I swear to God I set out to write this defending the Blackberry without being completely sarcastic but I just got sidetracked too heavily by how much it sucks. Though if you’re stuck with Blackberries at your company, I recommend trying to squeeze out a 9900 from IT as, though only relative to older Blackberries, it’s not that bad. And hey, according to AT&T it’s 4G! Just don’t run some sort of speed test app (assuming you can find one on the Blackberry App Store), you’ll spoil the placebo effect.
Doug Simmons
I’m just going to say it. Simmons you and your flavor has been sorely missed and this is a great article.
Its not just the sarcastic humor but the fact its usually supported by facts.
Good stuff!
I appreciate that Murani.
Though I would file some of those facts under snide conjecture instead with questionable backing, like some guy posting in a forum claiming he figured out how to read BIS mail on the BES.

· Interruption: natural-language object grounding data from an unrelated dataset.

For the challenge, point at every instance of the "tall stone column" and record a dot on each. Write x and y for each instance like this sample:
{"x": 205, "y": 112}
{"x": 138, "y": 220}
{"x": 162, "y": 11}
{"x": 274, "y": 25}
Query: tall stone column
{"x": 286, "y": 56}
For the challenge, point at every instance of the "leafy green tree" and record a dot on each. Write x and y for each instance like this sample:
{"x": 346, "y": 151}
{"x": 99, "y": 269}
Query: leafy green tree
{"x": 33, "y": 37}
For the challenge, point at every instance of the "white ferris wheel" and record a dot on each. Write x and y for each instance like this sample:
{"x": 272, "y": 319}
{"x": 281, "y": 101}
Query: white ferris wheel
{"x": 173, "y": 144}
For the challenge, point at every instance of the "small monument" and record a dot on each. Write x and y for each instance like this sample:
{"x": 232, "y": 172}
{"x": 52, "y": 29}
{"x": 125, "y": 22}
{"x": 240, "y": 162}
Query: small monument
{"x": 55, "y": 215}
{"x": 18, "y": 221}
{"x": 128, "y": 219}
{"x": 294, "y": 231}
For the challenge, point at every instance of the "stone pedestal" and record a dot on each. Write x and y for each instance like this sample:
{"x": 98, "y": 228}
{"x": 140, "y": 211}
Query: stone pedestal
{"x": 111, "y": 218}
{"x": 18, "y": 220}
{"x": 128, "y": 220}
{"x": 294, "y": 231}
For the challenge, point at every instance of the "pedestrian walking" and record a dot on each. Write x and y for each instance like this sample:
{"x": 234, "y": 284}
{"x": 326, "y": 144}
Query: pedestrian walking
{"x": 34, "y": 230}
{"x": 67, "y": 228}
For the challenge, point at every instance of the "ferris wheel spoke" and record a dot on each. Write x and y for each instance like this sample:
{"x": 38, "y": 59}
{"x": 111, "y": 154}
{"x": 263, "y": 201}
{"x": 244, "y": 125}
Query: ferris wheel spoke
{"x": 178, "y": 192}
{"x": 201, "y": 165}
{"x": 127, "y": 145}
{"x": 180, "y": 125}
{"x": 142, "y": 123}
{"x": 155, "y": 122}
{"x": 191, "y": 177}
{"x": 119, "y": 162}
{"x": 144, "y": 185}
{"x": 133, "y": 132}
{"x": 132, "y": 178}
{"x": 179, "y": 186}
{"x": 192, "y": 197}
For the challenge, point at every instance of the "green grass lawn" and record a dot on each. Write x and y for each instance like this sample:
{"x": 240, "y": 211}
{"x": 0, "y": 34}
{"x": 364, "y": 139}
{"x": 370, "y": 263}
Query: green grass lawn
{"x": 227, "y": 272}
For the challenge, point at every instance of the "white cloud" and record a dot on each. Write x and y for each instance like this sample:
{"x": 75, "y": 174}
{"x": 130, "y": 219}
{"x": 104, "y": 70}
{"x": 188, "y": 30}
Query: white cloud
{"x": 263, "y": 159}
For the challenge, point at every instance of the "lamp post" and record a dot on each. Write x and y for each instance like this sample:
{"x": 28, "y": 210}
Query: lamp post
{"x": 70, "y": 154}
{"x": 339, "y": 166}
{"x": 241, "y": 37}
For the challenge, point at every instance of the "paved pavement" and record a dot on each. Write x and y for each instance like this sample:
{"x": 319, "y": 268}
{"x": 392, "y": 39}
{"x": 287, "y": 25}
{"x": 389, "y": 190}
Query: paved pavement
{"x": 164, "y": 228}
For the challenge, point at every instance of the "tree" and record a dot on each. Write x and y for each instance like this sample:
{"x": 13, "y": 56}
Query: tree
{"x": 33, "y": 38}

I’ve got an interesting exercise. Let’s say you’re putting together a company, a hundred employees, and you want email with Exchange and BES and you’re not interested in the cloud. How much is that going to set you back?
Wow this is complicated to figure out.
For Exchange and Exchange hardware, including the basics like a UPS and a serious RAID and some other backup solution, ten grand. For Microsoft Exchange, Windows Server and per user licensing, $12K. Including what you pay an IT guy to configure it, looking at, if you believe Google’s calculator, $25K up front — for just Exchange. Annual cost associated with running that Exchange server, $22K.
Add in the BES, unless you want to cram it onto the Exchange Server’s server, let’s call that another five grand of hardware for a machine with two Xeon processors, a bunch of ram probably, a good RAID, at this point a console for your racks, an air conditioner or two, some Citrix thing to get into the servers remotely. Add on another Windows Server 2008 license.
The BES software, $3000 plus $6000 for a hundred user licenses, plus additional IT man hours to maintain it. As you hire more people, which will surely happen given the return on investment you’re guaranteed by going this route instead of the cloud, that’s a hundred bucks a license. And if you’re paranoid about security, you’d better get an above average IT guy.
As for Windows Server 2008, for which you’ll need a couple copies, if you want to figure out the cost behind that feel free to figure it out yourself in this 39 page pricing PDF from Microsoft.
That’s a lot of IT scratch for this startup. I’m losing track of the expenses to compare to the cloud, but you could trade all that in for paying someone a grand or two up front to set up Google Apps for everyone and keep it running, several grand a year, or maybe ten grand for Office365 if that’s how you want to swing it. Takes a very good argument for the cloud not to make more sense for most businesses.
That it took me that long just to get a very vague idea of the very high costs associated with this speaks for itself.
Funny that they call it the Blackberry Enterprise Server when it doesn’t include either a server in the hardware sense or its own server-oriented operating system, you have to buy those two servers separately to run this server. Plus it’s got to piggyback off a mail server. Some server!
I hate BES.
Long live the ‘cloud’.
BB is a dying breed. Some one kill it with fire. Please.
Wow, really? I can’t install, upgrade or delete even something like twitter without having to reboot on the latest and best Blackberry phone and OS?
Well at least I have these fine AT&T apps that I won’t have to worry about uninstalling. Though I don’t know why they make them uninstallable given that no one would want to uninstall such awesome software.